El vuelo de regreso desde Santiago de Chile comenzó a las corridas ya que salimos del hotel algo demorados y en la recepción no nos pudieron conseguir un taxi en el momento: la demora era de al menos 30 minutos así que la alternativa de salir a la calle y parar un auto allí se convirtió en la más adecuada. Así lo hicimos y tengo que decir que tuvimos mucha suerte, conseguimos un taxi casi al instante y prácticamente no había tráfico en la ruta por lo que la recorrimos muy rápidamente y llegamos al aeropuerto pasadas las 9.30 hs, para abordar un vuelo que despegaba a las 11:50. Podemos decir que bastante bien.

Check in en SCL

Lo que sí habíamos hecho era la tarea ya que el día anterior habíamos tramitado el check in on line, así que una vez en el aeropuerto lo único que tuvimos que hacer fue entregar el equipaje, para lo cual nos encontramos con una ENORME cola en el mostrador de baggage drop. Con los boarding pass que imprimimos en las máquinas de autoservicio del aeropuerto en la mano avanzábamos lentamente mientras de reojo controlábamos el numeroso grupo de adolescentes vestidos todos iguales que hacían check in a un costado.

B777 KLM en EZE

Finalmente llegamos, pesamos las valijas (todo milagrosamente en orden luego del exhaustivo reparto de bienes que habíamos hecho en el hotel para no excedernos) y pudimos pasar al área de scanners antes que la delegación de adolescentes. El control de seguridad fue bastante rápido, lo que me dejó tiempo suficiente para recorrer el aeropuerto en busca de un kiosko donde gastar los últimos pesos chilenos que me habían quedado en el bolsillo. Compré una gaseosa y unos snacks que me sirvieron de desayuno que, por supuesto, con el apuro no había podido tomar en el hotel.

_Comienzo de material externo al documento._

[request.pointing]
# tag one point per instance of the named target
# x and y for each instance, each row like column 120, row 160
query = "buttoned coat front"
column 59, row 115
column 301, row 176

Aeropuerto SCL desde el aire

A la hora indicada para el comienzo del abordaje estábamos en el gate y luego de una breve espera ya estábamos abordando el B777 que, esta vez, sí era de los más modernos. Se trataba del PH-BVN bautizado “Tijuca National Park” que fuera entregado “0 horas” el 27 de marzo de 2015, es decir, un avión con apenas un poco más de un año. Y eso se notaba a simple vista por dentro, por lo que vale la pena hacer una breve recorrida por el avión para mostrarles los asientos de la clase turista con apoyacabezas regulable en altura.

Asientos Turista B777 KL

Las mesitas que se pliegan en dos mitades y son muy cómodas, como por supuesto las pantallas amplias y de gran definición, que además son touch.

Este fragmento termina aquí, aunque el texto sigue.